Do your boards have 200 images apiece? Do your pins link to legitimate sources? Follow these easy steps to clean up your page.

I fell in love with Pinterest the moment we met.

According to industry response and the spike in user growth, I wasn’t the only one.

We at TMG eagerly responded to this visually intoxicating social platform and went pin crazy. We pinned anything and everything we found and liked. And in the process, made some questionable decisions we should reexamine.

Your Pinterest account is a reflection of your brand. You need to pay extra care when you curate the images that will ultimately be seen as an extension of your brand.

Unless you’ve been pinning responsibly, it may be worth it to conduct a Pinterest audit. Here are some tips to conduct a successful one.

1. Pin quality, not quantity.

The purpose of boards is to organize fantastic material and ideas by topic. However, you don’t need 50 boards with 200 images each. Make a list of what to throw out and what to keep. Pin things your followers or target followers will stop scrolling for, or things they will value and want to share. Pursue quality pins, not space fillers.

2. Recycle material.

During the auditing process, you might find a board on a general topic with hundreds of images. Take material from the existing board and create several boards from one. Your boards should be specific instead of simply topical.

3. Name your boards carefully.

Assemble new boards and nix old, pointless ones. However, be cautious of overly symbolic board names. Board names should be playful, catchy, simple and searchable.
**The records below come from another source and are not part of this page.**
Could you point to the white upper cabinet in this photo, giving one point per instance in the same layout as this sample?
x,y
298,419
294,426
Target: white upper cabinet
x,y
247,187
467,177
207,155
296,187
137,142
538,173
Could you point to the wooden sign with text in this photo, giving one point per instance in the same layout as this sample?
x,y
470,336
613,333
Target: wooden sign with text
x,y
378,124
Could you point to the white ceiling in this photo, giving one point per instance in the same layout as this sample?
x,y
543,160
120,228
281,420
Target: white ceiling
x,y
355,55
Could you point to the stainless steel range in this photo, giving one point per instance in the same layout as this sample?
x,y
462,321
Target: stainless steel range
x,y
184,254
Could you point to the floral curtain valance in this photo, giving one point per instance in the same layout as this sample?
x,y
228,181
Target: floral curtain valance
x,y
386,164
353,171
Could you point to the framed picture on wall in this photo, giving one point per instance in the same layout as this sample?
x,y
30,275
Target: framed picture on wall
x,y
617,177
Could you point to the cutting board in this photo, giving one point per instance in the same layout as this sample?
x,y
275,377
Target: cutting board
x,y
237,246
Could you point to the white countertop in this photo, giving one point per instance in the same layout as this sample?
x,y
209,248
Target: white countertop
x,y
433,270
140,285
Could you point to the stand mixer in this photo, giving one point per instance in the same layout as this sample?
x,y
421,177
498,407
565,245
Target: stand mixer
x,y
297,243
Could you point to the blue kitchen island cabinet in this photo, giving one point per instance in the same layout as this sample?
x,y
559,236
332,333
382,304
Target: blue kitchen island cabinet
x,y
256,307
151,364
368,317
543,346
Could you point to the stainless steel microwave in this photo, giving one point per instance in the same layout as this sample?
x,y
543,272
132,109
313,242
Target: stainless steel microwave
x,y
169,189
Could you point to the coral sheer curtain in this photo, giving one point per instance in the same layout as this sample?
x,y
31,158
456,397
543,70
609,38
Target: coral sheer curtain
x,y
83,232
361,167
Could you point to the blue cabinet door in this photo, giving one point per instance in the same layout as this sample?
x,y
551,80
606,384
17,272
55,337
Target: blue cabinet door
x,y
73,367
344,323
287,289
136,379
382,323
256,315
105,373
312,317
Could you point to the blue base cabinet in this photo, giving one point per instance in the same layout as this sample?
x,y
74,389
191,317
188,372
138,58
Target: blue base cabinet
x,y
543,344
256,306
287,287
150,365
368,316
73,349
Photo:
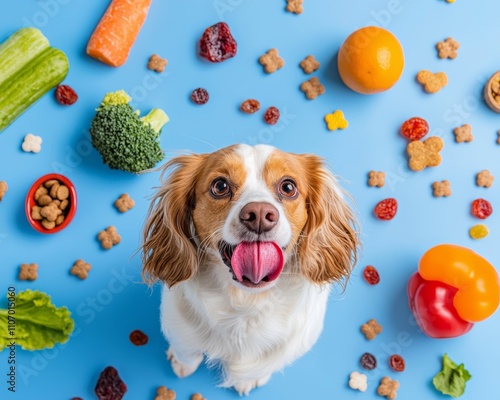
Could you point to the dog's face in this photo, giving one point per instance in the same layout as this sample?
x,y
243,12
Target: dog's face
x,y
254,209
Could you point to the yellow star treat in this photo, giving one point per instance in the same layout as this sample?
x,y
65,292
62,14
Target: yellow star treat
x,y
336,120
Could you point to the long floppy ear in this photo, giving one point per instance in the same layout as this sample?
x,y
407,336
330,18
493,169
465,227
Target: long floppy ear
x,y
329,241
168,249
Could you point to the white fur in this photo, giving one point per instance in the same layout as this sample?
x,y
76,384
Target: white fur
x,y
249,333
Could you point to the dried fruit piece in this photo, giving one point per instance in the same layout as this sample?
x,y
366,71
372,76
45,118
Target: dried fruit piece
x,y
397,363
368,361
371,275
199,96
415,128
481,208
109,385
386,209
65,95
479,231
272,115
138,337
250,106
217,44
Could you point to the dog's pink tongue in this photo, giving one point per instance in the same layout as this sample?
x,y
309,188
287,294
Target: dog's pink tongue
x,y
257,260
Whether you base your boards on a color, a collection of classic ads, or a competition, think beyond the Pinterest model and build boards that represent the uniqueness and personality of your brand.

4. Avoid dead ends.

Trackbacks really matter on Pinterest, especially when you pin from your own website. Hunt for broken links and dead ends. There’s always the possibility you repinned something along the way that doesn’t trail back to a legitimate source—or any source.

5. Use your brand’s voice.

Descriptions should use your brand’s voice or necessary wording to be searchable. Write short and accurate descriptions, and only use hashtags if necessary. People might hesitate to repin something with a price tag, #CompanyName or #SillyDescriptor on it.

6. Think with your eyes.

Because Pinterest is mostly visual, it’s important to make sure all elements—pins, boards, account page, and descriptors—work together to embody your brand. Think with all eyes—not just yours, but your followers’ too.
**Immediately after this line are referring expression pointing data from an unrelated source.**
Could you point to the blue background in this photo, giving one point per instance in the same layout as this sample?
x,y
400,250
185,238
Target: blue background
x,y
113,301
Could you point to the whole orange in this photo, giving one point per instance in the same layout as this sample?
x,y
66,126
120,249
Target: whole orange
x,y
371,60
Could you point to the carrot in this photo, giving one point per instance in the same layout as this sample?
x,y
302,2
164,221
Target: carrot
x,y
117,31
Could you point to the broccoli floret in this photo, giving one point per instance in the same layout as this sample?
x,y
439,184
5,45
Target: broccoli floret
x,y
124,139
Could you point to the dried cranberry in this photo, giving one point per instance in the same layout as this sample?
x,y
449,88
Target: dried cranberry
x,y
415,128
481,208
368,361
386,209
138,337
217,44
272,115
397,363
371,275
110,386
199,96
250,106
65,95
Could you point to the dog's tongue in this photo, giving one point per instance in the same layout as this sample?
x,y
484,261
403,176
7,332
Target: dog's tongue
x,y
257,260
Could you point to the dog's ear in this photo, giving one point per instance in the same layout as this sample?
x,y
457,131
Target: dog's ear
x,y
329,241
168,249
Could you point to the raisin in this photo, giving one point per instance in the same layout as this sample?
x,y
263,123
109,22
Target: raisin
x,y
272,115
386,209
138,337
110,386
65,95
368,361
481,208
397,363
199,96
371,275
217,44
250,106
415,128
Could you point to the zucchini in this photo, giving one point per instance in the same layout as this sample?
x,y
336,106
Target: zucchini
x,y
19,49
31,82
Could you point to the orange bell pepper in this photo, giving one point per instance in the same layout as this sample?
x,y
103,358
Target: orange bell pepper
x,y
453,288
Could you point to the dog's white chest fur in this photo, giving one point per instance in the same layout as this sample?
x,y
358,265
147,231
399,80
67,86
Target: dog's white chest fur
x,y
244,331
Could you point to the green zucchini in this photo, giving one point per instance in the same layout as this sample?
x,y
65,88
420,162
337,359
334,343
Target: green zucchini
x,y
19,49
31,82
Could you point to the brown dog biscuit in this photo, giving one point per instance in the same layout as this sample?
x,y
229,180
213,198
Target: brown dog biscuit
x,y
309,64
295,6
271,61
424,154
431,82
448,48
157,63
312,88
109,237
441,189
For example, a board’s cover image should show what the follower could find in that board. Ideally, match other board cover images to give the Pinterest account a cool aesthetic.
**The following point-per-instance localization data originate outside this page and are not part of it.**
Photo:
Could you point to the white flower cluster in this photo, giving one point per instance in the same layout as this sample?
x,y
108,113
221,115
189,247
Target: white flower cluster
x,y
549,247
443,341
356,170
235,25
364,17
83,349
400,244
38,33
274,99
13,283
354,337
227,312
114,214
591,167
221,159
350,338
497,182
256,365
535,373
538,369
Here are four brands that do it right.

Real Simple: Real Simple uses visually enticing cover boards that follow the same color palette.

Jetsetter: Jetsetter has specific board concepts that embody the brand’s culture.

Chobani: The yogurt brand has creative board ideas that align with its audience’s needs.

Kate Spade New York: Repetitive headlines add catchiness and consistency.

How well does your Pinterest page reflect your brand?